NANOSCALE IMAGING OF ANTIVIRAL INNATE IMMUNITY IN THE ZEBRAFISH, DANIO RERIO

By Kristin A. Gabor

Thesis Advisors: Dr. Carol H. Kim and Dr. Samuel T. Hess

A Lay Abstract of the Thesis Presented in Partial Fulfillment of the Requirements for the Degree of Doctor of Philosophy (in Interdisciplinary Studies in Functional Genomics) May, 2012

Keywords: Innate Immunity, Antiviral response, Caveolae, Super-Resolution microscopy, Zebrafish

Viral infections affect billions of people worldwide. Examples of common human diseases that are caused by viruses include the common cold, influenza, and chickenpox. Each year there are three to five million cases of influenza and two million instances of hepatitis C. These two viruses alone account for over a million deaths annually. Caveolae are cell membrane domains that have been shown to be associated with viral infections. An aim of my research is to investigate the role of caveolae in the immune response to virus invasion. My work provides new insights into viral abrogation of host immune responses, characterizes a new model organism for studying influenza infection, and extends a novel imaging tool to perform these studies with unprecedented resolution. This research presents novel microscopic evidence for viral disruption of caveolae, and the ultimate suppression of the host antiviral signaling response. Visualization of caveolae has previously been hampered by the inability to image with sufficient resolution.
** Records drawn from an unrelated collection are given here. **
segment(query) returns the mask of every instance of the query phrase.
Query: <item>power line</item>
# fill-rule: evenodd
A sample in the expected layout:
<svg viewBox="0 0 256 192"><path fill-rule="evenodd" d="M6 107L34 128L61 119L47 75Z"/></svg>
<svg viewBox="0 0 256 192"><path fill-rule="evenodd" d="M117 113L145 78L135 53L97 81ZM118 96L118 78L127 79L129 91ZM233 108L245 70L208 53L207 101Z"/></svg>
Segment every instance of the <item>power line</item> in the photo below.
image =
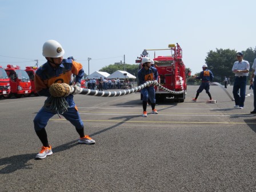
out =
<svg viewBox="0 0 256 192"><path fill-rule="evenodd" d="M0 63L27 63L29 62L34 62L35 60L33 61L0 61Z"/></svg>
<svg viewBox="0 0 256 192"><path fill-rule="evenodd" d="M101 59L91 59L91 60L103 60L103 59L112 59L112 58L119 58L119 57L123 57L123 56L113 57L108 57L108 58L101 58ZM87 61L87 59L85 59L85 60L78 60L78 61Z"/></svg>
<svg viewBox="0 0 256 192"><path fill-rule="evenodd" d="M26 58L20 58L20 57L9 57L9 56L5 56L5 55L0 55L0 57L9 57L9 58L15 58L15 59L21 59L35 60L34 59L26 59Z"/></svg>

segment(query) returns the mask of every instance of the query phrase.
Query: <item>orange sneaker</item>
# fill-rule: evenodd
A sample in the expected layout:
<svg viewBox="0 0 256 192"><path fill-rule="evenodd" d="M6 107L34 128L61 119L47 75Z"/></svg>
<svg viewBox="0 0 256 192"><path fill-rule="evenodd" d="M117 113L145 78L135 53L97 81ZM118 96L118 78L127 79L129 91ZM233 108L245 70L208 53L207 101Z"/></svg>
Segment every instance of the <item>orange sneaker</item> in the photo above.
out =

Novel imaging tools such as Fluorescence Photoactivation Localization Microscopy (FPALM) recently have overcome the limitations of conventional microscopy, thus enabling us to study the relationship between invading viruses, the host immune response, and the role of caveolae at the single molecule level. Using FPALM, we reveal a mechanism for virus evasion of host cell defenses through disruption of clusters of antiviral signaling molecules organized within caveolae. We demonstrate that a functional consequence of caveolar disruption is the dispersal of antiviral molecules and inhibition of the host antiviral response. This has broader implications for the role of caveolae in antiviral immunity. Further, we have characterized and demonstrated that Influenza A Virus can infect and replicate in zebrafish, causing a disease state. This provides us with a model to study antiviral immunity in a living organism using a pathogen relevant to human disease. To perform experiments in a physiologically relevant system with sufficient spatial resolution, we have extended FPALM to the level of a living vertebrate organism. Understanding the complex mechanisms through which viruses modulate immune function should provide insight into a range of potential targeted antiviral therapies.